Mise en scène : Antoine Herbez
Adaptation : Wajdi Lahami
Direction musicale : Didier Benetti
Avec Laetitia Ayrès, Ariane Brousse, Victorien Disse, Jules Dousset, Francisco Gil, Ivan Herbez, Orianne Moretti, Alice Picaud, Marie Salvat, Maxime de Toledo
Les musiciens : Victorien Disse, Alice Picaud, Marie Salvat
Sur des airs empruntés à The Fairy Queen de Purcell, une libre adaptation de la comédie féerique de Shakespeare.

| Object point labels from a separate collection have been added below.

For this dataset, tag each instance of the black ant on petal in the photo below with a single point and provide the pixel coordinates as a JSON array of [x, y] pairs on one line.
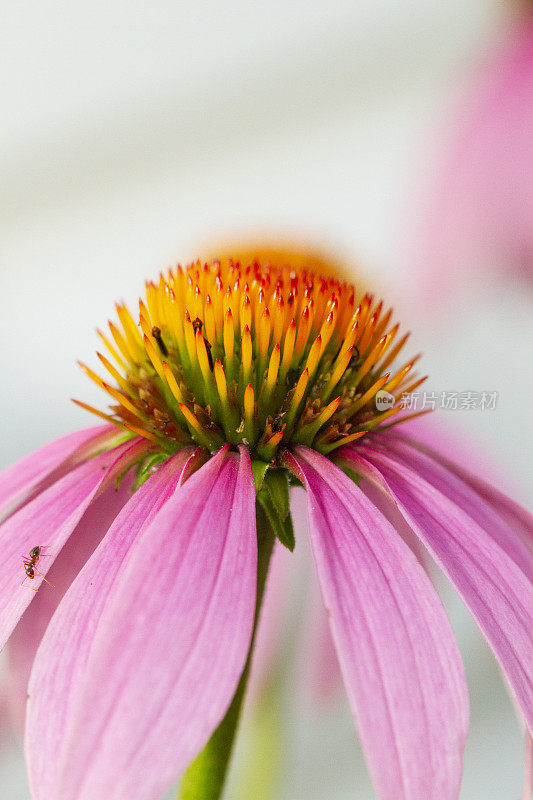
[[30, 565]]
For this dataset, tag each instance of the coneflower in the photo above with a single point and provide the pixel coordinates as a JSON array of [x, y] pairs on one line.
[[234, 384]]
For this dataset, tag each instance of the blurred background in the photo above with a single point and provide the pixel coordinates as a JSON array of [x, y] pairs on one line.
[[137, 135]]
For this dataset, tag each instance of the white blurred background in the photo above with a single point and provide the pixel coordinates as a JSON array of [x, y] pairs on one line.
[[133, 133]]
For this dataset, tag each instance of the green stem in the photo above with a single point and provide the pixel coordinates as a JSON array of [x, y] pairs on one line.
[[204, 778]]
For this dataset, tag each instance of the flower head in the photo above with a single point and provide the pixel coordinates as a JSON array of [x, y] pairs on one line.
[[238, 382], [262, 356]]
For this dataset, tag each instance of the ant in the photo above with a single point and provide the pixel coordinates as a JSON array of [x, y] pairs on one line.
[[30, 564]]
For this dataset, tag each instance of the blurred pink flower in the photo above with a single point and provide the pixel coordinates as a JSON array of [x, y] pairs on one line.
[[477, 216]]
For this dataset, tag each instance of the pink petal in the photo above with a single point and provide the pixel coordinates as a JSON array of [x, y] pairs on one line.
[[138, 686], [49, 519], [493, 587], [26, 637], [21, 478], [462, 494], [517, 517], [397, 653], [527, 789]]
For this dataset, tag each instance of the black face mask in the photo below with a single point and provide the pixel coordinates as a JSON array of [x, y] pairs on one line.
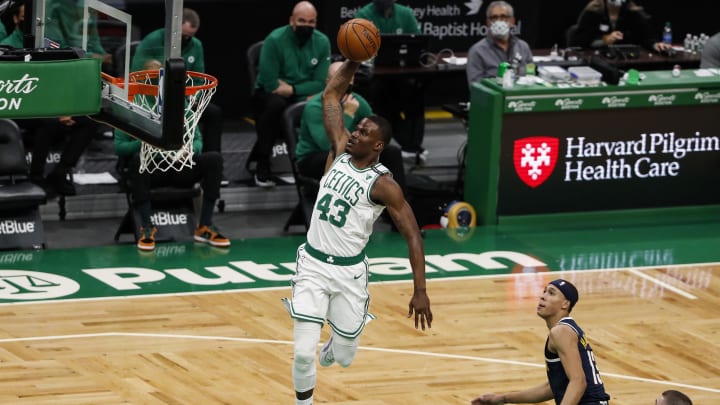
[[383, 5], [304, 32]]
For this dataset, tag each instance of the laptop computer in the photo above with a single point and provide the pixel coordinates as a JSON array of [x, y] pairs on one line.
[[401, 50]]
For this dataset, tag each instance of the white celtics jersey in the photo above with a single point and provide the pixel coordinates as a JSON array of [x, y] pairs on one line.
[[344, 214]]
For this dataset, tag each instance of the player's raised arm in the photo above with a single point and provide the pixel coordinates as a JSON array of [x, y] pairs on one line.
[[333, 110]]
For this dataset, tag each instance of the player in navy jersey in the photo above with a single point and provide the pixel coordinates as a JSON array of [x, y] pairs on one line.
[[573, 376]]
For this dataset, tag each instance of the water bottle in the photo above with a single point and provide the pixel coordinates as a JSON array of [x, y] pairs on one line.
[[687, 43], [667, 33]]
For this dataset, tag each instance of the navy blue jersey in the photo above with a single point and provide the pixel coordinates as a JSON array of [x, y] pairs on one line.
[[595, 391]]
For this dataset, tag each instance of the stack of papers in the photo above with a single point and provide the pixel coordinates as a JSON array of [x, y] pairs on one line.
[[455, 60]]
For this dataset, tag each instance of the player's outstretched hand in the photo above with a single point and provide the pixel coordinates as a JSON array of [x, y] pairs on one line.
[[420, 305]]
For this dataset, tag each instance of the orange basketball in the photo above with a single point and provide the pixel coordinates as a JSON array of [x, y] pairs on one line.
[[358, 39]]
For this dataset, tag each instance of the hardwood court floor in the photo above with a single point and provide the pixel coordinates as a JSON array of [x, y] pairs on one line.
[[235, 348], [648, 302]]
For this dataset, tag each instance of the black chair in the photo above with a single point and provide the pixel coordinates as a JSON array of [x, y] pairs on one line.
[[19, 197], [253, 59], [173, 210], [570, 36], [307, 187]]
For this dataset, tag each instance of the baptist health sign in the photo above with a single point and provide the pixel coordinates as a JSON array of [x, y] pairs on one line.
[[50, 88]]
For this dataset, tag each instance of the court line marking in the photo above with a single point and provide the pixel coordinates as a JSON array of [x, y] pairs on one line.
[[662, 284], [365, 348]]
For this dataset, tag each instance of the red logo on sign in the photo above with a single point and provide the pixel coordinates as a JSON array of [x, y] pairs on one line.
[[535, 159]]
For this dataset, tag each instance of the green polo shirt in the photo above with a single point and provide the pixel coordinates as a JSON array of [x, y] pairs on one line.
[[313, 137], [401, 21], [303, 67]]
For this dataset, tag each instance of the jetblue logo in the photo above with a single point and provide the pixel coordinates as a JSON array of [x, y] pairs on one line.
[[13, 227], [162, 218]]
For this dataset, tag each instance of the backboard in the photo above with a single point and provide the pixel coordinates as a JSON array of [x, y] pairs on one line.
[[104, 30]]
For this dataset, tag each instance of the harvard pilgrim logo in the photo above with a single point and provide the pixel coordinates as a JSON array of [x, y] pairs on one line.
[[535, 159]]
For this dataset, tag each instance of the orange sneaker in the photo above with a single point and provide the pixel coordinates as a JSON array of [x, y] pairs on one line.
[[147, 239], [211, 236]]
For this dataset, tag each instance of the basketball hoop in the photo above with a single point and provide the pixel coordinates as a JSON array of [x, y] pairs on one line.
[[143, 91]]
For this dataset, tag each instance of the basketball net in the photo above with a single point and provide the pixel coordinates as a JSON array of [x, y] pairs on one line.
[[199, 89]]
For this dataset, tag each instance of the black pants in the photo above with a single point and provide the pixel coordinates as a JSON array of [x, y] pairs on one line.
[[47, 131], [402, 102], [268, 109], [207, 170], [314, 165], [211, 123]]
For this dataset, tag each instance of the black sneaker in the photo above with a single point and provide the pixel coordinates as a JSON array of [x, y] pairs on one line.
[[265, 182], [262, 177], [61, 184]]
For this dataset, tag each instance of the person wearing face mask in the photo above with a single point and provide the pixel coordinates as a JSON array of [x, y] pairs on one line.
[[500, 45], [313, 144], [611, 22], [293, 66], [400, 100], [152, 47]]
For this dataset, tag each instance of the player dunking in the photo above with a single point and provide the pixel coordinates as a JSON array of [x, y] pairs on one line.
[[332, 270]]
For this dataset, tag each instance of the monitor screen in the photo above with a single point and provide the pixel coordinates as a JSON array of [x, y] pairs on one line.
[[402, 49]]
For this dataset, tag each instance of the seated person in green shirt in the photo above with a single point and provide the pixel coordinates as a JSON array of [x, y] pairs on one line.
[[207, 170], [12, 21], [400, 100], [293, 65], [313, 144], [63, 24]]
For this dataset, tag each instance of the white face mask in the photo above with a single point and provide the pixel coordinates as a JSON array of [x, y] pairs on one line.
[[499, 29]]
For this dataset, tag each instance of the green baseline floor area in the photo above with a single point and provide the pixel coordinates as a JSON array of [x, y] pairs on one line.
[[560, 243]]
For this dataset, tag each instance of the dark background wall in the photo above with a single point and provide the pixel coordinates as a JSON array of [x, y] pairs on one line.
[[228, 27]]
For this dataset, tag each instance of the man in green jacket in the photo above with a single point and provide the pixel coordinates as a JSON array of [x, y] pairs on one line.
[[293, 65], [313, 143]]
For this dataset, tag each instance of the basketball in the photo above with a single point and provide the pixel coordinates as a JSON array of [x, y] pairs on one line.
[[358, 40]]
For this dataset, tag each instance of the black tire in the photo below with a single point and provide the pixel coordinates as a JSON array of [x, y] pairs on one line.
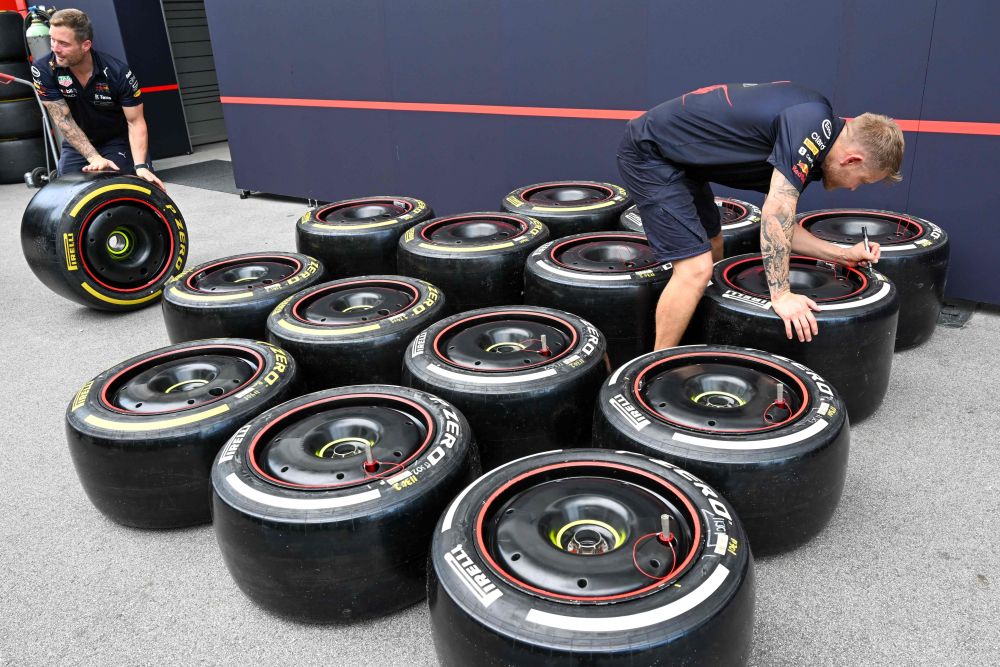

Notre avis: Le théâtre musical dépose parfois de surprenantes perles sur les scènes parisiennes. Ce Songe d’une nuit d’été en est une. Mêlant pièce classique et opéra intimiste, cette jeune création signée de La compagnie Ah se révèle un moment enchanteur, très original et empli de poésie. En réunissant Shakespeare et Purcell, elle célèbre, comme une évidence, l’union de la poésie et du baroque, du verbe et de la voix, de la féérie et de la pureté, faisant magnifiquement honneurs aux arts florissants.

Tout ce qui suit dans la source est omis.